L’idée a germé à Creully il y a moins d’un an. La coop est contactée par un courtier en février et tout est « allé très vite, retrace Stéphane Carel directeur de la coopérative. Il fallait planter cinq à six semaines après. On a foncé ». Une vingtaine de cultivateurs accompagnés des techniciens de la coopérative s’engagent dans le projet et emblavent 150 ha de pommes de terre industrielles. L’ensemble de la production est contractualisé. « Nous avons organisé des réunions, entre les producteurs, d’accompagnement de cycle culturel de la plantation à l’arrachage, de prélèvement, de protection phytopharmaceutique, explique Martin Allard, technicien à la Coopérative de Creully. Soit un suivi de A à Z. C’est une culture intéressante qui demande beaucoup de surveillance au champ. Cette année, il n’y a pas eu beaucoup de pression mildiou mais ça peut aller très vite. » La pomme de terre industrielle doit répondre à des critères de couleur, de calibre, de tenue de cuisson. « Nous avons fait des tests en fin de cycle. Les rendements finaux des parcelles arrachées, autour de 45 à 55 T/ha, correspondent à ceux que l’on a échantillonnés, à 950 kg près à l’hectare. »   
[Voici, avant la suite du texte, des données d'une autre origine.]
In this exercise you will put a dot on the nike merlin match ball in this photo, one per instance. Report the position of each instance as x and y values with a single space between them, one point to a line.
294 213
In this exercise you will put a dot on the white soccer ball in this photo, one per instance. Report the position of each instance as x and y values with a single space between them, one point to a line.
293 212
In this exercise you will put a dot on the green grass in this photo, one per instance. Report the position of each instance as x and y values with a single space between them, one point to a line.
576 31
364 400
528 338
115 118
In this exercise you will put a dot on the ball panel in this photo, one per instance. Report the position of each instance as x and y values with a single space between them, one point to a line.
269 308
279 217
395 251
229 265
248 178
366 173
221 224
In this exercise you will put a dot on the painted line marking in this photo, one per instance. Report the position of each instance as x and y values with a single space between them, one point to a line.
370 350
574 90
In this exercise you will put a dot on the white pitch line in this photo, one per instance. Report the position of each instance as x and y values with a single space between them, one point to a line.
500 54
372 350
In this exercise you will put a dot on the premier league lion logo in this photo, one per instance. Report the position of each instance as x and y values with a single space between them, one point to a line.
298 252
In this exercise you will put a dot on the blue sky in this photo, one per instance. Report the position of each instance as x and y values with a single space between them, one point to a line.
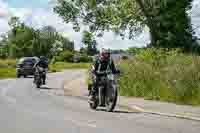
38 13
27 3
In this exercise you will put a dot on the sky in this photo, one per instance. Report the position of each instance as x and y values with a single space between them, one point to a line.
38 13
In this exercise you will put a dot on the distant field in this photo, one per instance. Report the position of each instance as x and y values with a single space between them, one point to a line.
7 67
173 79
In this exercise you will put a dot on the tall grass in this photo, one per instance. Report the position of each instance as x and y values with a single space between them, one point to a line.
8 63
175 78
59 66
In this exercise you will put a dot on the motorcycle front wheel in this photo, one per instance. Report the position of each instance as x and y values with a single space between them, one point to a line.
111 98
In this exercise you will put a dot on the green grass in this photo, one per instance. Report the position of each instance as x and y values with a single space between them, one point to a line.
8 63
59 66
7 67
7 73
173 79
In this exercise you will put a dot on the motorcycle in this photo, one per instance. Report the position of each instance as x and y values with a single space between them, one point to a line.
106 95
39 73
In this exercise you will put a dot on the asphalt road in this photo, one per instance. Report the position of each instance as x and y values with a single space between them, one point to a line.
25 109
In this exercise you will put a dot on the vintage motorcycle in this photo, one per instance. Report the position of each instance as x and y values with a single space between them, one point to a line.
39 74
106 95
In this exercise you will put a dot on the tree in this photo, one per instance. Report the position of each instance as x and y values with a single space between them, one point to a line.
167 20
90 42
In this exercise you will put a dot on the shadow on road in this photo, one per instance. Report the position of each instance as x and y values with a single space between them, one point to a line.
116 111
46 88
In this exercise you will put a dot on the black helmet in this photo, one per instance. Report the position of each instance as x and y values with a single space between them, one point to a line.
43 58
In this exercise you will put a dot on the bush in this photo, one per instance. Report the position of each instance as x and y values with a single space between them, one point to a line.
66 56
175 79
7 63
85 58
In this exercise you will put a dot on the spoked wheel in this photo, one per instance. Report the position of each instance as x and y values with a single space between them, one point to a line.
111 98
93 104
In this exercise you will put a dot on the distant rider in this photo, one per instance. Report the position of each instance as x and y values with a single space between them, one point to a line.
43 63
102 64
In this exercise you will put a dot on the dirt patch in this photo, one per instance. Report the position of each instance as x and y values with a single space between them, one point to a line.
76 87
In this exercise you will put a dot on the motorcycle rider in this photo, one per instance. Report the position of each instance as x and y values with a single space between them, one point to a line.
43 63
102 64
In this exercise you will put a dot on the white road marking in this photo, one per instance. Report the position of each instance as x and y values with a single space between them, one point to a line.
4 91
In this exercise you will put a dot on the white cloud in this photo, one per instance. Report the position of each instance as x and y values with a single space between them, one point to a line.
4 10
38 17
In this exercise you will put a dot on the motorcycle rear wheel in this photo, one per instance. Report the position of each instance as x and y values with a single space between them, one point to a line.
111 98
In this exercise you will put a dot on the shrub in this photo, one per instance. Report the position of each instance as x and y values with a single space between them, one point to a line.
7 63
85 58
175 79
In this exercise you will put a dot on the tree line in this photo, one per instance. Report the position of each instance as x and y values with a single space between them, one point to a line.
168 21
22 40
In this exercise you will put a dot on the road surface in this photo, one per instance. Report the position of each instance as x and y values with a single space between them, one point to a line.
25 109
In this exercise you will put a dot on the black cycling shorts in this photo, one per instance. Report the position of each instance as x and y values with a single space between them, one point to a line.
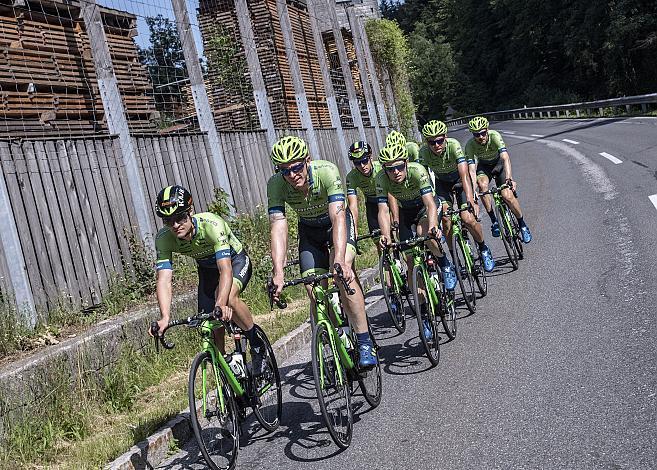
494 170
313 246
208 280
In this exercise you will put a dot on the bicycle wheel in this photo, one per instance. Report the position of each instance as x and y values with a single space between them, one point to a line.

À l’épreuve de la Covid-19

Pour assurer les travaux aux champs, deux entreprises agricoles intègrent le projet. Dont la SARL Philippe. « Avant, nous arrachions des betteraves. Nous avons pu échanger une arracheuse à betteraves contre une à pommes de terre », explique Mélanie Philippe. L’entreprise a investi dans un broyeur, une planteuse et une fraise-butteuse. « Nous les avons trouvés en un temps record. Nous sommes allés en Belgique les chercher avec le commercial de la marque. C’était la veille du premier jour de confinement en France. C’est ma sœur qui y est allée, car j’ai un petit garçon et je ne voulais pas être bloquée là-bas. » La résistance du projet est mise à l’épreuve mais les machines arrivent à temps pour planter, en avril. « Bravo aussi aux deux salariés de l’entreprise qui se sont impliqués et sauvent leur emploi », souligne Mélanie Philippe. L’autre entreprise agricole qui participe au projet est l’ETA Legouix à Bény-sur-Mer.

Solidarité et curiosité

Pour la récolte, la solidarité - et la curiosité - paysanne font le job. Les voisins prêtent des bennes et des bras pour trier les pommes de terre sur l’arracheuse. Ce mardi 29 septembre, trois camions doivent partir vers le nord de la France. « Le débit de chantier est aléatoire », reconnaît Mélanie Philippe. Martin Allard reprend : « le principal, c’est de sortir la qualité requise, de répondre au contrat ». Pour la première année, une marge après agrofourniture et travaux par l’ETA de 1 300 €/ha à 1500 €/ha est visée par les producteurs. La Coopérative de Creully a bien en tête de développer l’essai mais elle reste prudente. La restauration hors domicile a été impactée par la Covid-19. Les industriels ont une vision à long terme du marché mais des questions restent en suspens : quelles sont les attentes pour l’année prochaine ? Quelle tournure va prendre la crise sanitaire ? Malgré l’incertitude du marché, « la Coopérative de Creully souhaite apporter des réponses à ses adhérents afin de leur permettre de planter à nouveau au printemps prochain avec les mêmes garanties que cette année », conclut Stéphane Carel.